Le Procureur général du régime iranien s’est déclaré de plus en plus préoccupé par l’utilisation des médias sociaux par la population et a parlé d’augmentation des « cyber-crimes et des péchés », lors d’un entretien avec l’agence de presse Fars affiliée aux Gardiens de la révolution (pasdaran).

Mohammad Jafar Montazeri a déclaré : « Pourquoi devrions-nous être témoins de tant de crimes et de péchés dans notre société ? Les chiffres sont alarmants et cela devrait être un avertissement pour nos responsables. Mon message s’adresse à ceux qui peuvent nettoyer [les médias sociaux], même si c’est 50 pourcent en moins.

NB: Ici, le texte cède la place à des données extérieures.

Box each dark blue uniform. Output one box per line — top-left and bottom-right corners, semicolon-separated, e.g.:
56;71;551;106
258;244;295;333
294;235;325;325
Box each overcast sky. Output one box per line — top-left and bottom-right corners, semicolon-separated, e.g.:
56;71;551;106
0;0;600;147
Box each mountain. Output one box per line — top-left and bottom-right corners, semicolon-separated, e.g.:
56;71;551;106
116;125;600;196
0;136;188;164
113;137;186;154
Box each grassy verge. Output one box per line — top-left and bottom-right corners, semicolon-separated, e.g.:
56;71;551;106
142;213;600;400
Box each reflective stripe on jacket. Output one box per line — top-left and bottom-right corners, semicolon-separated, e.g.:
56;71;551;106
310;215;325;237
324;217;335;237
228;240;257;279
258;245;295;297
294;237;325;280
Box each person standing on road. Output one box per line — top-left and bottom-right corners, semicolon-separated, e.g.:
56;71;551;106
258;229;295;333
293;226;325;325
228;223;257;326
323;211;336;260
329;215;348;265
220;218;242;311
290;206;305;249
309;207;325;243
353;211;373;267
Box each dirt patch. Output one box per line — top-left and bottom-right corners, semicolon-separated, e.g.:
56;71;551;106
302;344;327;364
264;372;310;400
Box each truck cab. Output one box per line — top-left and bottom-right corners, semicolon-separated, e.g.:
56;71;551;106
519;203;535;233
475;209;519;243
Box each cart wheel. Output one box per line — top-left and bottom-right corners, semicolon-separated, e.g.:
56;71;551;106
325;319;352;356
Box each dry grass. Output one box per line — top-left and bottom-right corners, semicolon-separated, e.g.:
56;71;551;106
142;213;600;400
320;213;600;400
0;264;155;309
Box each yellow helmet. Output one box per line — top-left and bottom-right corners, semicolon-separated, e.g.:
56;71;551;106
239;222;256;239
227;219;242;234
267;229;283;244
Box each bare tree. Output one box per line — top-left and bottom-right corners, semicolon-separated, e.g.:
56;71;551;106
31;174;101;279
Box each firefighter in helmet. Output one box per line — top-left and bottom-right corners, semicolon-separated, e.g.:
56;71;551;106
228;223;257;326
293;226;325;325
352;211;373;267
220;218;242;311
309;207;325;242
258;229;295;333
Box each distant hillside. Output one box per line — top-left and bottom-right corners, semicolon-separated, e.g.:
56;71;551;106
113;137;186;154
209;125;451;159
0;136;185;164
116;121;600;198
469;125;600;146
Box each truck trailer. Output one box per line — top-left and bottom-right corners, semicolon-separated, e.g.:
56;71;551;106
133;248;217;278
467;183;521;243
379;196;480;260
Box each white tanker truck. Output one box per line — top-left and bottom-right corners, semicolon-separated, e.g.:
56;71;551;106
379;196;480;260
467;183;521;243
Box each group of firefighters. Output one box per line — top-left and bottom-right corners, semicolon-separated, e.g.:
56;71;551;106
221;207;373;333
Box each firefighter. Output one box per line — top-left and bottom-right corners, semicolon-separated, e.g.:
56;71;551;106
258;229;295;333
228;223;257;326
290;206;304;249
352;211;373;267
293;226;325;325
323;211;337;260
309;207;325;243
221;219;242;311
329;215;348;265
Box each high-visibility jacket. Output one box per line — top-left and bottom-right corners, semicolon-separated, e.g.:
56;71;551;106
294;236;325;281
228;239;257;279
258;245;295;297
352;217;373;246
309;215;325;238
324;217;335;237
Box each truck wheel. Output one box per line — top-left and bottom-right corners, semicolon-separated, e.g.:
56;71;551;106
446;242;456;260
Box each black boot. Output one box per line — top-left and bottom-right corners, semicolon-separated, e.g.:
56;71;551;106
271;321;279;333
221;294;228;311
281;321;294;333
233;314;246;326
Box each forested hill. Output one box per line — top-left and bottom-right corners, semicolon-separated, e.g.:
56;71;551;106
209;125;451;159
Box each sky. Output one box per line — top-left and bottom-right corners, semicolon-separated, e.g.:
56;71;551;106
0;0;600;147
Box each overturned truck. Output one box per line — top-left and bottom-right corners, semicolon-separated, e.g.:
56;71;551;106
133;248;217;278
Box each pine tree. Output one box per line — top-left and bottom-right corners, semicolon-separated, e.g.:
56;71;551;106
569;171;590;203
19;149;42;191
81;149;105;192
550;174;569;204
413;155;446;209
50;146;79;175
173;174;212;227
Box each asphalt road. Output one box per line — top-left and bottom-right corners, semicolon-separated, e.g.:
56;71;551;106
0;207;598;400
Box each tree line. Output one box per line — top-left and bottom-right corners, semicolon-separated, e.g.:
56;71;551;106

Rien qu’au cours des dix derniers mois, la cybercriminalité et la criminalité informatique ont augmenté de 140 pourcent. »

Ces propos pourraient facilement être le précurseur d’une nouvelle vague de répressions et de censures contre le peuple iranien, comme cela s’est produit au début de 2018 lors des manifestations nationales anti-régime.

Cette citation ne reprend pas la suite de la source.